Stahl told the Independent that the county’s counsel and planning department had called her to a meeting during the lunch break, where she got word that the development team was going to insist she recuse herself. 

Generally, to have a voting quorum, the commission needed three voting members in the same room, with exceptions for emergency events. Commission Chair Marshall Miller had recused himself at the meeting’s start, citing a conflict of interest, and another commissioner, Bob Kupiec, was attending remotely for a personal reason. After Stahl’s recusal, the commission no longer had the quorum necessary to vote. 

The Question Document 

County supervising planner Joseph Dargel said that planner Willow Brown received the 18-page letter two days before the meeting. He said Stahl never claimed she was the author of this document, which included a long list of questions for county staff and the development team. Dargel said that Brown forwarded the letter to the development team, who checked the metadata to see the author. 

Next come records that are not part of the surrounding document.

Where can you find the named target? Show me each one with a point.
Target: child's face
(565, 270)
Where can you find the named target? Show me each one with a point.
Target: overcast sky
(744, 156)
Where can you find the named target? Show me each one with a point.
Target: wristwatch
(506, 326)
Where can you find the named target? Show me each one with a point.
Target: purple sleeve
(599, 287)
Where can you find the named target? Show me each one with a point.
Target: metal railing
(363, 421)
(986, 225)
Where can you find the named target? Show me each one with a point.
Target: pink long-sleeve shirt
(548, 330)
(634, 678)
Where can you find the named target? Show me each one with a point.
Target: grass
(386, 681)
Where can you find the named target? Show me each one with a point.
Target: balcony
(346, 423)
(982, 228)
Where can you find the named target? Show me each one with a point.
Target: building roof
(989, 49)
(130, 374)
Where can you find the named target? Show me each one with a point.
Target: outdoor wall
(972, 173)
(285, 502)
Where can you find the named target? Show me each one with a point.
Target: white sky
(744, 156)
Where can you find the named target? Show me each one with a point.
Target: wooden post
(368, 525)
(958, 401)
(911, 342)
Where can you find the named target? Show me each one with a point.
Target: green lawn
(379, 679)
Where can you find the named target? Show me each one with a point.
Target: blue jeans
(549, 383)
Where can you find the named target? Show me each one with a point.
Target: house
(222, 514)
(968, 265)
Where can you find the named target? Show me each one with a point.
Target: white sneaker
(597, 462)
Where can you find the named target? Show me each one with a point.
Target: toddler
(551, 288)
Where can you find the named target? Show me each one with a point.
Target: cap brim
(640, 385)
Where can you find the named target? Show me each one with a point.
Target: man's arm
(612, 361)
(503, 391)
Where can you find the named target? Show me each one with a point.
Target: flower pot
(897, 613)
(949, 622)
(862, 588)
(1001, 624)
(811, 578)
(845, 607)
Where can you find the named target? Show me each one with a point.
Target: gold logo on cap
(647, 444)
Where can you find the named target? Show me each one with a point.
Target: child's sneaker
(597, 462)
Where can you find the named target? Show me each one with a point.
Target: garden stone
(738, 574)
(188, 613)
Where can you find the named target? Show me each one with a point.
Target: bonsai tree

In a written statement on Friday, Caruso said integrity was a core value for him and his company. “After two decades in this community, it is deeply disappointing to see these events unfold. We have worked incredibly hard to meet the needs of the Montecito community and to do right by our employees,” he wrote. 

In an interview with the Independent, Stahl said that she wasn’t trying to keep who authored the document a secret, and that when she became a commissioner, she was told to direct questions to the county planner assigned to the project. She said she didn’t have the chance to read the letter thoroughly before sending it because she was also reviewing another large project at the Biltmore.

Stahl said she had never met Dracht personally. “Until Friday, I didn’t even know what he looked like,” she said. 

Stahl said she had spoken to him on the phone ahead of the meeting, where he introduced himself as a neighbor. During ex-parte communication, Stahl said that she had met with neighbors in the area, but she did not explicitly mention Dracht. 

Dracht identified himself as a neighbor of the Miramar and a parishioner at All Saints, working on a team there regarding the project, but that these were his own questions, not affiliated with the church. He said he does not represent All Saints in a legal capacity. 



Commissioners’ Questions on the Project

“The focus has become the process and the questions,” Stahl said, “instead of the answers. And that’s really a shame.” 

She said it is important to know whether the county has a complete safety plan that considers the multiple major projects proposed in Montecito. 

The Miramar expansion project is just one of a number of projects seeking approval, including Biltmore Hotel renovations and renovating part of the Music Academy of the West, all below the 101. 

“Nobody is presenting a comprehensive look at how that whole area is going to function on a daily basis or in an emergency,” she said. 

At the meeting, the county said that it is working to finish evacuation modeling for the area, but is not yet complete.

 What’s Next 

Because this affordable housing project falls under SB 330, also called the Housing Crisis Act of 2019, agencies have only five hearings to come to a decision, including appeals. Presently, the project has had two hearings: the county’s on October 9 and Montecito’s on October 18. The project’s next hearing is before the county’s planning commission on November 1, where commissioners will vote whether to approve it or not.